Type 1 diabetes mellitus has been treated successfully with whole-organ pancreatic transplant. This is a major operation, with risks of graft vascular thrombosis and graft rejection. Recent interest in isolated pancreatic islet cell transplantation, first reported in 1972, has increased following a Canadian report of the reversal of hyperglycemia in seven consecutive patients. The use of a new immunosuppression regimen and multiple transplants from multiple donors in each recipient appeared to improve outcomes markedly. Unfortunately, the availability of donors is limited, making it imperative to determine how to optimize outcomes while decreasing the number of donors needed. Markmann and associates report their experience with islet cell transplants using the Edmonton, Canada, immunosuppressive regimen.

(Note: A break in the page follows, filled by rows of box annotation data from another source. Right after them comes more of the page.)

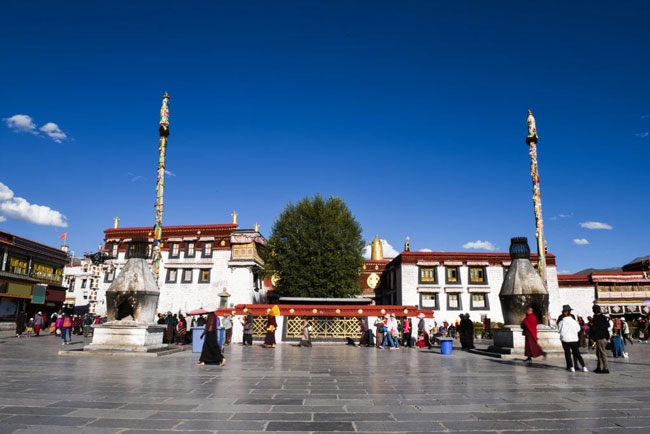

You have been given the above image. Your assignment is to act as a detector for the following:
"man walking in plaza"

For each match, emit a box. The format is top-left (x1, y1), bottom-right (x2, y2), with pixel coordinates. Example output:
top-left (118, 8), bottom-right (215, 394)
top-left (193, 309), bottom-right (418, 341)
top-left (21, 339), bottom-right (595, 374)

Nine patients with long-term type 1 diabetes and a history of multiple episodes of dangerous, severe hypoglycemic episodes were given infusions through the portal vein with islets from 15 donors. The same three-drug regimen for immunoprophylaxis that was used by the Canadian group was employed.
Of the seven patients who became insulin-independent, five required a single infusion, while the other two required a second. Of these seven, one patient lost partial graft function after eight months, requiring continued insulin therapy at a lower dosage than was required before the transplantation. No major complications occurred. Mouth ulceration occurred in all patients, with resolution when the dose of rapamycin was reduced. Mild hematologic and liver function abnormalities also were commonly noted. No serious infections occurred.
The authors conclude that single islet cell transplants from one or two donors can achieve insulin independence in persons with type 1 diabetes. Further study is needed to determine the optimal islet cell isolation technique, the transplant technique that maximizes engraftment of transplanted cells, and the safest and most effective post-transplant immunosuppression protocol.